Türkiye'nin en iyi haber sitesi
NUH YILMAZ

Komşularla 2.0 sorun: Dış politikada ne değişti?

Geçtiğimiz hafta Dışişleri Bakanı Ahmet Davutoğlu'nun TBMM'de hükümetin Suriye politikasını anlatırken kullandığı "Ortadoğu'da değişim dalgasını yöneteceğiz" şeklindeki sözleri tartışmalara yol açtı.
Davutoğlu'nun konuşmasında Ortadoğu'da yeni bir düzenden bahsetmesi, Türkiye'nin bu düzenin hem "öncüsü" hem de "sözcüsü" olacağını ifade etmesi pek çok çevrede rahatsızlık yarattı. Peki, neden bu rahatsızlık? Bölgede gerçekten bir düzen sorunu var mı? Varsa eğer Türkiye ve Türk dış politikası bu değişimde nerede duruyor?

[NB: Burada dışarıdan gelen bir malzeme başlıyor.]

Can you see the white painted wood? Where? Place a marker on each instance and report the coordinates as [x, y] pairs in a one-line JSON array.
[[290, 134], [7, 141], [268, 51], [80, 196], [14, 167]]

Davutoğlu'nun sözlerinin iddialı olması, tartışmanın TBMM'de partizan bir şekilde siyasallaşmasını ve sertleşmesini de beraberinde getirdi. Bu ise bugün yapılması gereken dış politika tartışmasının önünü kapatıyor. Oysa Ortadoğu'da Arap Baharından sonra şiddetlenen asırlık yerli bölgesel düzen krizi, dış politika tartışmasının son derece ciddi ve çok-alternatifli yapılmasını zorunlu hale getiriyor. Ortadoğu'da yeni kurulacak düzene müdahil olma zorunluluğu, Türkiye'nin 2002-2011 arasında uyguladığı ve tüm dünyanın gıptayla izlediği 'Komşularla Sıfır Sorun' politikasında birtakım değişiklikler yapılması lüzumunu gündeme getirdi.
Dış politika yapıcılarına bu değişimin nedenini ya da değişimin nerelerde olduğunu sormak, bu konuda tatmin edici cevap beklemek de son derece meşru. Ancak tartışmanın kısırlığı bu tür ufuk açıcı soruların sorul(a) mamasına yol açtığı gibi, dış politika yapıcıları da ikna edici cevap bulmak yerine, bir şeyin değişmediğini söylemeyi tercih ederek, farklı imkânları tartışılamaz hale getiriyorlar. Bu ise sorunun çözülmesi yerine üstünün örtülmesine yol açıyor.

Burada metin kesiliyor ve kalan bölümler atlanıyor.